Gene Number: 324

Location: 5q22.2

Key Functions: Tumor suppression, Wnt signaling regulation, cell cycle control, genomic stability

The APC (adenomatous polyposis coli) gene encodes a large tumor suppressor protein that acts as a cornerstone in maintaining epithelial tissue integrity and controlling cellular proliferation. APC is best known for its central role in the Wnt/β-catenin signaling pathway, a system crucial for regulating cell fate, division, and differentiation.

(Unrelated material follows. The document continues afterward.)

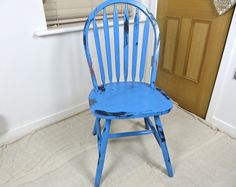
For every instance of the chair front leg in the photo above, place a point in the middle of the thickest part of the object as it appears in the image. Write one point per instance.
(102, 151)
(163, 146)
(97, 121)
(146, 124)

Under normal conditions, APC forms a complex with AXIN, GSK-3β, and CK1, which together promote the phosphorylation and subsequent degradation of β-catenin. This process prevents β-catenin from accumulating in the cytoplasm and entering the nucleus, where it could otherwise activate genes that drive uncontrolled cell growth. When APC is lost or mutated, β-catenin escapes this regulation, leading to continuous activation of proliferative genes and, consequently, tumor formation.

Beyond Wnt/β-catenin signaling, APC contributes to chromosomal stability by interacting with the cytoskeleton and regulating microtubule attachment during mitosis. Defects in this function can result in aneuploidy and genomic instability—key hallmarks of cancer progression.

Genetically, loss-of-function mutations in APC are the initiating event in familial adenomatous polyposis (FAP), an inherited condition characterized by hundreds to thousands of precancerous polyps in the colon. Somatic mutations in APC are also among the earliest and most common events in sporadic colorectal carcinogenesis, often representing the first step in the classical adenoma-to-carcinoma sequence.

In essence, APC functions as the genomic gatekeeper of the intestinal epithelium—its inactivation removes a vital safeguard against uncontrolled proliferation, setting the stage for malignant transformation.